# *** WARNING *** Check Yo Tiller !!!



## DuckNut (Apr 3, 2009)

Plastic?


----------



## Tommysmicroskiff (Jan 19, 2012)

DuckNut said:


> Plastic?


Aluminum


----------



## sjrobin (Jul 13, 2015)

noeettica said:


> Feeling all warm and fuzzy about that 3 foot tiller extension that's
> "Built Like a Tank" Think Again !
> 
> This is a Tohatsu but I had a 4 stroke yamaha Snap off while Under Power
> ...


That is the original equipment component tiller failure not the Carbon Marine or whatever extension. I had a 25 Mercury tiller handle snap off under way that did not work out too well for me but the aluminum alloy extension was ok. The Mercury tiller could not handle the extra torque of the alloy extension.


----------



## noeettica (Sep 23, 2007)

That is what I am saying the extensions are great but the OEM part is often a soft 5/16" Aluminum 
rod

I Don't think the manufactures counted on us installing extensions 



sjrobin said:


> That is the original equipment component tiller failure not the Carbon Marine or whatever extension. I had a 25 Mercury tiller handle snap off under way that did not work out too well for me but the aluminum alloy extension was ok. The Mercury tiller could not handle the extra torque of the alloy extension.


----------



## jmrodandgun (Sep 20, 2013)

noeettica said:


> That is what I am saying the extensions are great but the OEM part is often a soft 5/16" Aluminum
> rod
> 
> I Don't think the manufactures counted on us installing extensions


Is it the weight of the extension constantly beating down on the tiller that causes failure? If you were using the extension as added leverage under non normal operating conditions I could see it causing failure but the only way for that to happen is to crank down the tension or push the tiller against the stops. 

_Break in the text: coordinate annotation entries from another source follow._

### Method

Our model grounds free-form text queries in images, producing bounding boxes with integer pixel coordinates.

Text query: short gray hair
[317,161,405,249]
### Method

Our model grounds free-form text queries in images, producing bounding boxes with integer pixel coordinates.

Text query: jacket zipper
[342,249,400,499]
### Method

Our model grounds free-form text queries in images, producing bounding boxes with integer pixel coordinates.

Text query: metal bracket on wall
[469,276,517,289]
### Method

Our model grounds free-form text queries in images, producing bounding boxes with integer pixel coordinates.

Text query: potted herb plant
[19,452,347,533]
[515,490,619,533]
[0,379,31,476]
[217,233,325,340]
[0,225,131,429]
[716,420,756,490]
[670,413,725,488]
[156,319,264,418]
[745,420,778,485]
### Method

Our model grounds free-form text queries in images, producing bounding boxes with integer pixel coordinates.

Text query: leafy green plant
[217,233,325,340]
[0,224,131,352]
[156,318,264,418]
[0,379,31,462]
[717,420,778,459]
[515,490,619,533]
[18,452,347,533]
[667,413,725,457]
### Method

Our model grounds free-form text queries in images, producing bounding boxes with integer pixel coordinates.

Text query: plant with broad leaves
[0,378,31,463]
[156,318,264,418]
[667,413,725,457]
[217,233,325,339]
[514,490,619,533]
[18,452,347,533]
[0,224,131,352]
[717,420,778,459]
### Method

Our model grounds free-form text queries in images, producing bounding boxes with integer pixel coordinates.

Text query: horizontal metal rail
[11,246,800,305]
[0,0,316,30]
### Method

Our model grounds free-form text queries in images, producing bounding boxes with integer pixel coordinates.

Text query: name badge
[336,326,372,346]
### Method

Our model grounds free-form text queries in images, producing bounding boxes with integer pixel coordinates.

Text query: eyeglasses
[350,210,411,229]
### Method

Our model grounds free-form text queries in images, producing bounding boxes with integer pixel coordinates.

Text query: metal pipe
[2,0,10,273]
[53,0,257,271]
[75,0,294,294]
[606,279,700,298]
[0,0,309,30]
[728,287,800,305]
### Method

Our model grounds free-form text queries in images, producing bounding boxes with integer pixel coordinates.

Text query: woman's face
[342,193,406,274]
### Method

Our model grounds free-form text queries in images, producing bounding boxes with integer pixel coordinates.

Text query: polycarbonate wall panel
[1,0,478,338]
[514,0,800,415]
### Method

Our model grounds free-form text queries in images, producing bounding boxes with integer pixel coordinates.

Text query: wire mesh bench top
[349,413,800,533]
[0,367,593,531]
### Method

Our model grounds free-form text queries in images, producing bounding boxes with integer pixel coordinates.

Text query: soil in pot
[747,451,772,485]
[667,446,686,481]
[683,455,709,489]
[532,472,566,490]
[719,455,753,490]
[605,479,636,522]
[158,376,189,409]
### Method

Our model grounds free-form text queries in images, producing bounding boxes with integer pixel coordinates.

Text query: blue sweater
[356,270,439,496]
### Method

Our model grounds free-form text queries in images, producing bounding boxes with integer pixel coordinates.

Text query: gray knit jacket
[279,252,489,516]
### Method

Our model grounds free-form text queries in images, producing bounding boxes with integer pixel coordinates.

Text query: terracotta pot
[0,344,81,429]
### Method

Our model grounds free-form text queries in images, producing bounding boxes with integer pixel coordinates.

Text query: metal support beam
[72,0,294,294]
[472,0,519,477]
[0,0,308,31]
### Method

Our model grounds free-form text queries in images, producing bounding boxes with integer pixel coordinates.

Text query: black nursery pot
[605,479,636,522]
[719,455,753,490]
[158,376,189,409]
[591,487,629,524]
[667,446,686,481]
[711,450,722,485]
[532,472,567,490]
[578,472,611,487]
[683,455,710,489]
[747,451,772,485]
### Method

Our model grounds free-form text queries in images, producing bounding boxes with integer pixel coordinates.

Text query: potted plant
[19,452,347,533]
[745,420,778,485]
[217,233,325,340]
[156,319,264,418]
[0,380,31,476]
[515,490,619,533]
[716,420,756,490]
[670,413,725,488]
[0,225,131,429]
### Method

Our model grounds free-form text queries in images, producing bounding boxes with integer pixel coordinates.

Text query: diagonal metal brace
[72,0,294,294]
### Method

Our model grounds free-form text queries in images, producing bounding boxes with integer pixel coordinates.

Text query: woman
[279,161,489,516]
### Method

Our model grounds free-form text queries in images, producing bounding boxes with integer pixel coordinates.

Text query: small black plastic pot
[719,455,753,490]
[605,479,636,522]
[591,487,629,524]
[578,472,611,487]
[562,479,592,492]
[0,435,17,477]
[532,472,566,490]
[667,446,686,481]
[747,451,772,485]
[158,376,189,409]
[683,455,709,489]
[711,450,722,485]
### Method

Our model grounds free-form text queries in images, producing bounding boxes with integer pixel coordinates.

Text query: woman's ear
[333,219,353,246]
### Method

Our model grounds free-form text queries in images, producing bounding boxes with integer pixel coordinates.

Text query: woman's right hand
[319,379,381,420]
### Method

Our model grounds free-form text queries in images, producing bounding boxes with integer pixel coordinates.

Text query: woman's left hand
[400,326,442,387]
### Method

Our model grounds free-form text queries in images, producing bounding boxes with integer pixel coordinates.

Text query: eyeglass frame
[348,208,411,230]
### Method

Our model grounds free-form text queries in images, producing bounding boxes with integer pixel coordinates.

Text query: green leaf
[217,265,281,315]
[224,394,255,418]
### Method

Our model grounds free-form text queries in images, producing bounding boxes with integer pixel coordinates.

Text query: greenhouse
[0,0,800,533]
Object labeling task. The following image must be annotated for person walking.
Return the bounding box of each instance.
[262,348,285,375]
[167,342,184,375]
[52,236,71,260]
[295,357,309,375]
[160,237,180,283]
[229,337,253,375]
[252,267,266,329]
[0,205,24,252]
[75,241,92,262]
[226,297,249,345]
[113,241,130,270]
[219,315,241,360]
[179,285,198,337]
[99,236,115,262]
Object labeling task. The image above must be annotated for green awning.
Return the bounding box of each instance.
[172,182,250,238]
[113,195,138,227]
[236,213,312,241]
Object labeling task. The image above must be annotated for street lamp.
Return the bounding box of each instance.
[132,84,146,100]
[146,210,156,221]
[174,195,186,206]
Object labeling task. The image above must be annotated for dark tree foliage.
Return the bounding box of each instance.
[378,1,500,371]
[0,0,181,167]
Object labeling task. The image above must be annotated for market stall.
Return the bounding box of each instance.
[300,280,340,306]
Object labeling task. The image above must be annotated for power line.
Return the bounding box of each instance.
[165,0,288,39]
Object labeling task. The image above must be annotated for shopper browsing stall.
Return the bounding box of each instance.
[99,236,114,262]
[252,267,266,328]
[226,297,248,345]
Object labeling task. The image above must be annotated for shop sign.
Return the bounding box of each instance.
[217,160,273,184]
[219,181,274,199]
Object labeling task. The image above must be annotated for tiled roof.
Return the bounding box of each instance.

Under normal operation wouldn't steering with an extension place the same amount of force on the tiller as steering without?


----------



## sjrobin (Jul 13, 2015)

noeettica said:


> That is what I am saying the extensions are great but the OEM part is often a soft 5/16" Aluminum
> rod
> 
> I Don't think the manufactures counted on us installing extensions


Ok thanks for clarifying.


----------



## DuckNut (Apr 3, 2009)

Tommysmicroskiff said:


> Aluminum


Thanks Tommy...under closer look it appears to be cast as well.


----------